Yes, it should. An explicit deny will take precedence over implicit (inherited) allow.

Chris
Jan Vojtech VanicekIT Specialist

Commented:
The selected checkbox... But if the user have full access to uplevel folder, I think that he can override the rights and can escalate them to Full access... you must set him modify... and he cannot have rights to take ownership, in this case he can modify it also.
rights.png
Jan Vojtech VanicekIT Specialist

Commented:
Also take a look at inherited from column... that is the problem... all 1st, 2nd and 3rd folder have primary setup to inherit from D: (or your drive letter) you can modify it by the check box about what im talking.

Author

Commented:
The deny override is not working. I HATE windows security.

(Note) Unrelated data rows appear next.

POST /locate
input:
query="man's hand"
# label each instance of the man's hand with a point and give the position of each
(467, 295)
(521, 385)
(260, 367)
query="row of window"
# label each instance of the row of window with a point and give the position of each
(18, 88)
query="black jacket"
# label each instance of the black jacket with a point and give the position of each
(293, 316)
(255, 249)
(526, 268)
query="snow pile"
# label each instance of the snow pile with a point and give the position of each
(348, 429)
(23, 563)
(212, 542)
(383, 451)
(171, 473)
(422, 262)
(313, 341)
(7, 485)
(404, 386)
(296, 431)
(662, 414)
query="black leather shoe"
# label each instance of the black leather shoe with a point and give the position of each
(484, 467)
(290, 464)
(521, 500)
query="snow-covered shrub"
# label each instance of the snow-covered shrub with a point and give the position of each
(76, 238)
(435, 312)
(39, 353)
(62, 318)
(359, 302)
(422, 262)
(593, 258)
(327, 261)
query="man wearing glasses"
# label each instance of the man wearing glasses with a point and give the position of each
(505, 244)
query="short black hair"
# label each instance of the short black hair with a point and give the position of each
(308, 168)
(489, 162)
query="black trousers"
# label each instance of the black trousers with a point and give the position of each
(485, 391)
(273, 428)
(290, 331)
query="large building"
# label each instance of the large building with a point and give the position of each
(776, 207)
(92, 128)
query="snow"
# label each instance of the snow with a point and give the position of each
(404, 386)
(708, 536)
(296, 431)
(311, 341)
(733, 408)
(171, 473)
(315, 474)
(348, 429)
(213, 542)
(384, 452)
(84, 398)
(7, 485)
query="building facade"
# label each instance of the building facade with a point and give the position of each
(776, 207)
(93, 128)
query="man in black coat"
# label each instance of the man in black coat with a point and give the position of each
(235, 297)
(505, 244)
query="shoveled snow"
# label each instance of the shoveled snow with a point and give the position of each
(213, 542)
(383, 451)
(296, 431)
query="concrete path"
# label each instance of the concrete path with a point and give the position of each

If I add a deny, and go to advanced to check "Full Control" the user cannot even access "Second Level Folder"... If I leave all other denies checked (delete, modify, execute) but ONLY uncheck the "full control" the user can now rename or delete "Second Level Folder" and all its subfolders.
Jan Vojtech VanicekIT Specialist

Commented:
For users you cannot allow FULL ACCESS...

If someone have FULL ACCESS he can change everything... Propagating the DENY rights is the last possible way!

Try to setup thru inherit from, it is more logical...
Chris DentPowerShell Developer
Top Expert 2010

Commented:

The trick is only to deny things you want to prevent happening. Full Control is a composite right, it's everything all at once, you won't be able to deny Full Control and maintain read access.

It'll be something like this:

Top Level Folder:
  Joe - Allow: Modify (Set to apply to all Folders, SubFolder and Files)

Second Level Folder:
  Joe - Allow: Modify (Inherited)
  Joe - Deny: Write (Current Folder and Files only)

Third Level Folder:
  Joe - Allow: Modify (Inherited)

Assigning Full Control to any of those will mean the user can undo the permission change (Change Permission / Take Ownership right). So Modify is much more appropriate.

Chris
Chris DentPowerShell Developer
Top Expert 2010

Commented:

Just to be clear, you might find it better to add the access control entry on the Second Level via the advanced control. Then you know exactly which things you're denying rather than the combined rights the main security box shows (Modify, Write, etc, etc).

NTFS permissions make sense if you spend long enough glaring at them ;)

Chris
Jan Vojtech VanicekIT Specialist

Commented:
Forget the deny rights! Just play with inherit from information in advanced settings - see my screenshots. It is less painful

Author

Commented:
Sheesh, I cannot find the perfect mix.

I DO NOT want users to be able to rename or delete "Second Level Folder", but I do want them to be able to create and delete subfolders inside of "Second Level Folder". It seems that even in the advanced settings, although there are a lot of options to deny, the end result is that my user can either delete "Second Level Folder" and its subfolders, or they get "access denied" upon trying to enter "Second Level Folder"
PowerShell Developer
Top Expert 2010
Commented:

Expanding on the above, this is the Modify composite right:

Traverse Folder / Execute File
List Folder / Read Data
Read Attributes
Read Extended Attributes
Create Files / Write Data
Create Folders / Append Data
Write Attributes
Write Extended Attributes
Delete
Read Permissions

To prevent modification of files (or addition / deletion of files) on the second level these must be set to Deny (via addition of a new Access Control Entry rather than just ticking Deny on the existing rule):

Create Files / Write Data
Create Folders / Append Data
Write Attributes
Write Extended Attributes
Delete

That leaves the user with these effective rights on the second level:

Traverse Folder / Execute File
List Folder / Read Data
Read Attributes
Read Extended Attributes
Read Permissions

The third level will be unaffected as long as the new ACL only applies to "This folder and Files".

It is high maintenance, Vanikcz is certainly right about that. However, I consider knowing how this works quite valuable, then you can make your own decisions about how you secure file systems.